And then working upwards, if you’re still unsure, talk it through with other trusted church members, our brothers and sisters in Christ, who likely through their age or experience or perspective, can speak truth and wisdom into your situation.

Months ago I was in a meeting with other Dillon area pastors and we were going around sharing updates about our respective churches and asking how we could pray for another and one of the pastors at the table was sharing about his church and at some point said, “We need more old people!” And I think in part what he was saying was, “We need more wisdom.” And as he said that, I began to smile, because in that moment I was reminded of what an incredible gift and joy it is to have older, I mean, more veteran, seasoned Christians at our church. You all are a wealth of wisdom. And so an encouragement to our younger members, let’s lean on them and go to them for wisdom, wisdom in our marriages and parenting and work life, in our relationship with Christ. By doing so, not only do we honor the generations above us, we also grow and are blessed by them in the process.

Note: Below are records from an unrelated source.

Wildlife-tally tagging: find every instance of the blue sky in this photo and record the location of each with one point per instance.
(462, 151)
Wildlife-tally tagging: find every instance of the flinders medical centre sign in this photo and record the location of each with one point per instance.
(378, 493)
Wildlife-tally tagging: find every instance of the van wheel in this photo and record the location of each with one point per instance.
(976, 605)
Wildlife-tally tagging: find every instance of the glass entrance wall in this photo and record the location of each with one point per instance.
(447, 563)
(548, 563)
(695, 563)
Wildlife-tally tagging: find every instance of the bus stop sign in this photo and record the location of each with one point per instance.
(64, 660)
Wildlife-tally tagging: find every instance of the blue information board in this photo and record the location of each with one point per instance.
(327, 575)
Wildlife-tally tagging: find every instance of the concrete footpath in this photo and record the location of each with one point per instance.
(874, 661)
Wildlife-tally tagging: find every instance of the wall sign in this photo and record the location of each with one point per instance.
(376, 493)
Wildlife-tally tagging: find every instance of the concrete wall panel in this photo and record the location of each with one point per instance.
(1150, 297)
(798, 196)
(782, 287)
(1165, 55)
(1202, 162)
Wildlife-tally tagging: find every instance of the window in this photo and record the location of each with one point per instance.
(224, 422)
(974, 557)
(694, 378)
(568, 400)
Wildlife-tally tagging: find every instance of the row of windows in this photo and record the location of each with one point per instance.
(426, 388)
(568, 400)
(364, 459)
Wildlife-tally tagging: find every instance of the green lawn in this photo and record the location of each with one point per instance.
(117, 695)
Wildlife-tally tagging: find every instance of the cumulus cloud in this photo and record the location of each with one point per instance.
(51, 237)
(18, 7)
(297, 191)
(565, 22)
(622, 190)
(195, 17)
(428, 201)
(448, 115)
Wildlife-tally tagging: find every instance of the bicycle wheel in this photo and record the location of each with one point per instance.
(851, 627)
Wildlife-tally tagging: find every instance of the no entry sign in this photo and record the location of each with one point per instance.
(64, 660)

Finally, regarding the wisdom pyramid, a few of you might be wondering, what’s that little birdie doing on top? Well, that’s the symbol for Twitter, which is a place on the internet where respectful, thoughtful and nuanced conversations often go to die. And if you’ve never heard of it before, don’t worry you’re not missing out on much. After all, at its best it’s the candy and sweets of our wisdom diet.

And I’ll finish with this. There’s one more thing from one other scripture I want you to see. And it’s Paul’s words from 1 Corinthians where he shares the fact that the wisdom of God will often look very different, even foolish in light of the wisdom of the world.

Paul says that “God’s foolishness is wiser than human wisdom,” that is, God’s wisdom, which appears foolish in the world’s eyes, is far wiser than human wisdom.

After all, think about all the upside down teachings of Jesus and scripture at large. God’s wisdom that says if you want to be great, you must become a servant, if you want to be exalted, you must become humble, that if you want save your life, you must lose it. God’s wisdom that teaches us to associate with those of low position, teaches us to give generously rather than hoard for ourselves, teaches that prayer is powerful and worth doing. To the world it all seems foolish, but yet it’s wisdom through and through.

And of course, there’s the seemingly most foolish part of all. That we proclaim Christ crucified, a stumbling block to the Jews and foolishness to the Greeks. Both Jews and Greeks thought worshipping a crucified Messiah was utterly foolish. The Jews saw his death as a sign of weakness, unbecoming for the God of the universe, and the Greeks saw it as a logical impossibility – after all, how in the world could a man dying on a cross defeat death himself? But yet, as Paul says, to those who are called, both Jews and Greeks, Christ is the power of God and the wisdom of God.

Friends, I share this with you in part to say, there will be times when our wisdom looks like foolishness to those around us. And that’s okay. There will be times when people will think we’re strange because of the lives we live and choices that we make. That’s to be expected. There will be times when we feel like we’re swimming upstream and everyone’s going the other way. Well, that’s just part of a life of following Jesus. Yet never forget, “The fear of the Lord is the beginning of wisdom.”